Possible Duplicate:
dropping factor levels in a subsetted data frame in R
I’m trying to use a randomForest to predict sales. I have 3 variables, one of which is a factor variable for storeId. I know that there are levels in the test set that are NOT in the training set.

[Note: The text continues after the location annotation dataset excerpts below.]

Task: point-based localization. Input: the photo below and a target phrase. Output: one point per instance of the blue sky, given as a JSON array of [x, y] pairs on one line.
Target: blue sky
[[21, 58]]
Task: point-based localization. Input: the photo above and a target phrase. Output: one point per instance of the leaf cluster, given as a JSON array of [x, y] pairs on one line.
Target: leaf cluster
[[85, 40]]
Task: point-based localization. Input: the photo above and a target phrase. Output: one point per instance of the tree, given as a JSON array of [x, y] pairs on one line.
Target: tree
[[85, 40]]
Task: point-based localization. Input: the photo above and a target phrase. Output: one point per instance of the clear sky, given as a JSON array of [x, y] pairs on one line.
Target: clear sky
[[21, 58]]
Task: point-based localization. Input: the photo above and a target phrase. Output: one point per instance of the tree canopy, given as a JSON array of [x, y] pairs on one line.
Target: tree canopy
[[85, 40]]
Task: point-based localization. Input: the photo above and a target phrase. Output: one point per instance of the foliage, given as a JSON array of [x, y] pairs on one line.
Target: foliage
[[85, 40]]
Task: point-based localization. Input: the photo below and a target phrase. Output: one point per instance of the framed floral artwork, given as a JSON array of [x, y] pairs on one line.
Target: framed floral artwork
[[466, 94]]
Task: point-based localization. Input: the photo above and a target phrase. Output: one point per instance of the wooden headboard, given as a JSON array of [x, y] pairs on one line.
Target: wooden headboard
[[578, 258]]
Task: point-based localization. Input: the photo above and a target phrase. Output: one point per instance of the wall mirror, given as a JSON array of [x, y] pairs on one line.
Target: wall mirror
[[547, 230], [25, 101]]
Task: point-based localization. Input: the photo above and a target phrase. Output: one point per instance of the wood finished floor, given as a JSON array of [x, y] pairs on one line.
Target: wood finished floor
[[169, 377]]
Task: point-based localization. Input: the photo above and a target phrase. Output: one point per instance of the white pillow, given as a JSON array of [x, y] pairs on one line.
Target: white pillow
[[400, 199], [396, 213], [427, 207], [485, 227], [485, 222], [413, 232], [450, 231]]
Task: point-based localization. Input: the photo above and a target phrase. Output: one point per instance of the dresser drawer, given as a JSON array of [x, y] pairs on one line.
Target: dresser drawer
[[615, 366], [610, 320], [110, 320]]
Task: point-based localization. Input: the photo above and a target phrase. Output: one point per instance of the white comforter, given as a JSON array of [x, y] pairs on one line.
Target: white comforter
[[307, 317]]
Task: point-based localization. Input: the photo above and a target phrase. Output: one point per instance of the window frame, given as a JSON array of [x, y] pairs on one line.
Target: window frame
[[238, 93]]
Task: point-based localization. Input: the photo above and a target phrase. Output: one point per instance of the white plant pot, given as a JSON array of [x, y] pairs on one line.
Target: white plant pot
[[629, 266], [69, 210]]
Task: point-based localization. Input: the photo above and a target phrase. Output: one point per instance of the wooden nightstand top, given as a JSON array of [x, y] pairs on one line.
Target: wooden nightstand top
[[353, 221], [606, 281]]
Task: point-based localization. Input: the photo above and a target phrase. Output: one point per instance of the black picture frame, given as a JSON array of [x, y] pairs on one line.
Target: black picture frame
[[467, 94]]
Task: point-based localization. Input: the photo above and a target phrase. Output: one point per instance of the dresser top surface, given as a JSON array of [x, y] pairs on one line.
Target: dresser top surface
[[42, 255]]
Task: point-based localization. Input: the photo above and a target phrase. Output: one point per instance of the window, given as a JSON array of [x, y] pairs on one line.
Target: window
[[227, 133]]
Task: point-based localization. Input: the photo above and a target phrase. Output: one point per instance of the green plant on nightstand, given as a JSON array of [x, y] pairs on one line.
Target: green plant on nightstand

I’m trying to get a prediction for only levels present in the training set but can’t get it to look past the new factor levels.
Here’s what I’ve tried so far:
require(randomForest)
train <- data.frame(sales = runif(10)*1000, storeId = factor(seq(1,10,1)), dat1 =runif(10), dat2 = runif(10)*10)
test <- data.frame(storeId = factor(seq(2,11,1)), dat1 =runif(10), dat2 = runif(10)*10)
> train
sales storeId dat1 dat2
1 414.7791 1 0.7830092 7.178577
2 719.5965 2 0.9512138 6.153049
3 887.3197 3 0.6879827 5.413556
4 706.5828 4 0.4486214 4.955400
5 326.8189 5 0.0944885 6.900802
6 840.5920 6 0.1917165 8.044636
7 936.2206 7 0.2173074 4.835064
8 244.6947 8 0.6526765 6.516790
9 818.8747 9 0.3317644 9.651675
10 631.6104 10 0.6998037 8.443972
> test
storeId dat1 dat2
1 2 0.7513645 3.442052
2 3 0.2862487 3.196189
3 4 0.4971865 6.074281
4 5 0.8631945 8.766129
5 6 0.3848105 5.001426
6 7 0.9032262 7.018274
7 8 0.1560501 4.523618
8 9 0.3461597 5.551672
9 10 0.1318464 3.092640
10 11 0.6587270 1.348623
> RF1 <- randomForest(train[,c("storeId","dat1","dat2")], train$sales, do.trace=TRUE,
+ importance=TRUE,ntree=5,,forest=TRUE)
| Out-of-bag |
Tree | MSE %Var(y) |
1 | 2.915e+05 544.44 |
2 | 1.825e+05 340.84 |
3 | 2.1e+05 392.19 |
4 | 1.914e+05 357.38 |
5 | 1.809e+05 337.78 |
> pred <- predict(RF1, test)
Error in predict.randomForest(RF1, test) :
New factor levels not present in the training data
This part makes sense.
So I try this:
> test2 <- test[test$storeId != 11,]
> pred <- predict(RF1, test2)
Error in predict.randomForest(RF1, test2) :
New factor levels not present in the training data
So I try this:
> levels(test2$storeId)
[1] "2" "3" "4" "5" "6" "7" "8" "9" "10" "11"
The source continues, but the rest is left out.